Disamping itu ada juga yang memberi definisi:[2]

 

فَبُوْلُ قَولِ اْلقَائِلِ بِدَلِيلٍ رَاجِعٍ .

“Menerima perkataan seseorang dengan dalil yang lebih kuat.”

Jika kita gabungkan definisi-definisi diatas, dapatkah kita simpulkan bahwa, Ittiba’ adalah, menerima perkataan seorang faqih atau mustahid, dengan mengetahui alasannya serta tidak terikat pada salah satu mahzab dalam mengambikl suatu hukum berdasarkan alasan yanh dianggap lebih kuat dengan jalan membanding.

2.      Hukum Ittiba’

Dari pengertian tersebut diatas, jelaslah bahwa yang dinamakan Ittiba’ bukanlah mengikuti pendapat ulama tanpa alasan Agama.

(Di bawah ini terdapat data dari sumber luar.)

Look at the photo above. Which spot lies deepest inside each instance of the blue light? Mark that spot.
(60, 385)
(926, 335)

Adapun orang yang mengambil ataupun mengikuti pendapat ulama dengan disertai alasan-alasan, dinamakan “Muttabiاَلْمُتَّبِعُ )  " ( .

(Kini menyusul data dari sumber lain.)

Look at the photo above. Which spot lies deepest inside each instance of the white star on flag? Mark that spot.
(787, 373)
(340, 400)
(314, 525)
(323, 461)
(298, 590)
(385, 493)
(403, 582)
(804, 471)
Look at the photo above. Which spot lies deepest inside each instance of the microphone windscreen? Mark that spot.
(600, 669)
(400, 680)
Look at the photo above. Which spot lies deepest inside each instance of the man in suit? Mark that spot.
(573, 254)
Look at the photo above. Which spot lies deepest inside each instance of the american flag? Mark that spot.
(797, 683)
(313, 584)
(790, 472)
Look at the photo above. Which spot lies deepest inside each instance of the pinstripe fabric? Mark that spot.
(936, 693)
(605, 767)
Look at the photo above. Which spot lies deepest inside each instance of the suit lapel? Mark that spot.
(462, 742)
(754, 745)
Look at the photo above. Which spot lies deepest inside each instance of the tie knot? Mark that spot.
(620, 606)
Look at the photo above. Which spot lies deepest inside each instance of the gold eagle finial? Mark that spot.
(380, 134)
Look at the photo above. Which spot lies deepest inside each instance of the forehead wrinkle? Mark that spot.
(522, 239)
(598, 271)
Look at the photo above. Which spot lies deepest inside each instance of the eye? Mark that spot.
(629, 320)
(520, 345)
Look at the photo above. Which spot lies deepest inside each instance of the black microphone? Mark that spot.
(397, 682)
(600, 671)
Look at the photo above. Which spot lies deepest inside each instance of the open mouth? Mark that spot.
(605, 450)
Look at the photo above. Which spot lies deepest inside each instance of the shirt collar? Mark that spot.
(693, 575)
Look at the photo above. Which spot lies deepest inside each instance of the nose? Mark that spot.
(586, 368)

Hukum Ittiba’ adalah wajib bagi setiap muslim, karena Ittiba’ adalah perintah Allah, sebagaimana firman-Nya:

ٱتَّبِعُواْ مَآ أُنزِلَ إِلَيۡكُم مِّن رَّبِّكُمۡ وَلَا تَتَّبِعُواْ مِن دُونِهِۦٓ أَوۡلِيَآءَۗ قَلِيلٗا مَّا تَذَكَّرُونَ   (الأعراف:3)

Ikuti apa yang dirutunkan kepadamu dari Tuhanmu dan janganlah kamu mengikuti peminpin-peminpin selain-Nya. (Al-A’raf:3)

Dalam ayat tersebut kita diprintah mengikuti perintah-perintah Allah. Kita telah mengikuti bahwa tiap-tiap perintah adalah wajib, dan tidak terdapat dalilyang merubahnya.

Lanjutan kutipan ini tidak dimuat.